Une question de souveraineté monétaire en Zone Euro
Face à l’annonce par Facebook de son projet de monnaie digitale « Libra » et à l’émergence des crypto-monnaies comme le Bitcoin, la BCE avait communiqué son intention de jeter les bases d’une monnaie digitale. Elle fait un pas de plus dans cette direction avec la publication d’un rapport définissant les contours de l’Euro Digital.
L’enjeu est de taille. Il s’agit de renforcer le statut de l’Euro en tant que devise globale. Par la même occasion, la BCE doit se positionner comme le garant incontestable de la monnaie en Zone Euro.
L’initiative n’est pas isolée : La BIS rappelait en début d’année 2020 que le développement de devises digitales (CBDC, ou Central Bank Digital Currency) était un projet pour 80% des banques centrales, mais que seulement 10% avaient atteint un stade de « projet pilote».
L’Euro digital : une garantie directe de la BCE
Concrètement, qu’est-ce que l’Euro digital ? Du point de l’utilisateur final, il se rapproche d’un billet de banque dématérialisé et s’oppose donc aux Euros dématérialisés sur les comptes bancaires des banques commerciales qui eux, ne sont qu’un jeu d’écriture comptable et ne sont pas directement garantis par la banque centrale. Autrement dit, il ne s’agit pas de digitaliser les comptes bancaires mais le distributeur automatique de billets. Différence majeure : ce n’est plus la solvabilité des banques commerciales mais celle de la BCE qui garantit la subsistance des Euros digitaux.
Au-delà de la garantie directe de la BCE, le rapport met en avant de nombreux avantages :
- Participation au mouvement de digitalisation de l’économie européenne et déclin du rôle du cash.
- Alternative aux monnaies digitales commerciales qui émergent et à la concurrence d’autres banques centrales.
- Ouverture à de nouvelles méthodes de transmission de la politique monétaire qui ne transiterait plus nécessairement par les banques commerciales.
- Prévention contre le risque de rupture de service dans les paiements traditionnels (scénario « covid 19 » le billet devient un vecteur de transmission d’infections par exemple).
- Renforcement de l’euro comme devise globale (la BCE estime qu’en 2016, 30% du cash euro se situait en dehors de la zone euro).
- Diminution du cout d’usage de la devise euro et de son empreinte écologique.
Une monnaie digitale non disruptive pour le système bancaire
Le rapport dresse également une liste de lignes rouges à ne pas franchir :
- Ne pas concurrencer le dépôt bancaire et ne pas affaiblir le rôle d’intermédiation du système bancaire
- Etre un moyen de paiement, pas une forme d’investissement.

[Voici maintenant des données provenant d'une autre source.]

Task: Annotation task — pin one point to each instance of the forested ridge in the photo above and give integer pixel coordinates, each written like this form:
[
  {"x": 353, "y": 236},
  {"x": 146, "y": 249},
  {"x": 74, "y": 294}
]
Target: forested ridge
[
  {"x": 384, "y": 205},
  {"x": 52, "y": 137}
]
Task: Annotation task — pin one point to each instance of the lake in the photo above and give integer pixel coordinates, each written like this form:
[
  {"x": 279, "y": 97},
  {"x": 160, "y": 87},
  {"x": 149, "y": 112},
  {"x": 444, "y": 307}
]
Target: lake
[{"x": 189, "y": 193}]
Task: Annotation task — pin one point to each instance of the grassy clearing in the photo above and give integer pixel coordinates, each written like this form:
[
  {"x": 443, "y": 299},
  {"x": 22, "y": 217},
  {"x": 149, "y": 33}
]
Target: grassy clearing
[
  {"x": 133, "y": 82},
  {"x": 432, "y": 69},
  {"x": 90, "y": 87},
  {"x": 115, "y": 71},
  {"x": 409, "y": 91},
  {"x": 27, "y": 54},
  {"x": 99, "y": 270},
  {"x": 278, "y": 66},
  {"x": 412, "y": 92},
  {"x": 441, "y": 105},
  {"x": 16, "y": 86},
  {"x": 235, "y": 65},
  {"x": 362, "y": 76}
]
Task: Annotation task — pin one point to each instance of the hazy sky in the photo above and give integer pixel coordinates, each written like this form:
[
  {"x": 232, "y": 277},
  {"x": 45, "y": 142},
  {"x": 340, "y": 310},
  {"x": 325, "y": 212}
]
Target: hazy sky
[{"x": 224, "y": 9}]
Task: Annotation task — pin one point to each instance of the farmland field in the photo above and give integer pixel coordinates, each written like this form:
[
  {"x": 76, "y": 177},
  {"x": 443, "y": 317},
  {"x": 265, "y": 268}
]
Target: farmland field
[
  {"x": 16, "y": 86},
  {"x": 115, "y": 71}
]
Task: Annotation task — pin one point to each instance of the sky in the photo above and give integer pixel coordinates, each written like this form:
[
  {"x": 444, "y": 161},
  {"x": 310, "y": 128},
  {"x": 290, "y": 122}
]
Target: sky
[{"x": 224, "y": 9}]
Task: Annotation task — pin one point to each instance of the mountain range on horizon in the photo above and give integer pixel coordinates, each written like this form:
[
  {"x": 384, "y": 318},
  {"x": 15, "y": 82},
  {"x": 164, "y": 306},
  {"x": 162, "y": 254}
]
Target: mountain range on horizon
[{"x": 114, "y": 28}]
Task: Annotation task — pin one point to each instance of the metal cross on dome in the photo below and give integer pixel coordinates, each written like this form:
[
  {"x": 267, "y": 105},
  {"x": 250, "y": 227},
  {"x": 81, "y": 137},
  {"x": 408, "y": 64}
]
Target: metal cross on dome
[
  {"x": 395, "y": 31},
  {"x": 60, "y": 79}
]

- Ne pas contribuer à la volatilité des capitaux.
- Pas d’euro digital sans « Cyber résilience ».
- Garantir le respect de la vie privée, bien que le papier de la BCE exclue la possibilité d’un anonymat total.
Il ressort du rapport que l’euro digital se veut notamment le moteur de croissance de solutions européennes de paiements en points de vente (POS) et entre pairs (P2P), dont l’offre s’est intensifiée et diversifiée sous l’impulsion des géants de la cyber-économie. Concrètement, il s’agit d’éviter que le consommateur européen règle ses dépenses quotidienne avec un Libra ou un Yuan digital.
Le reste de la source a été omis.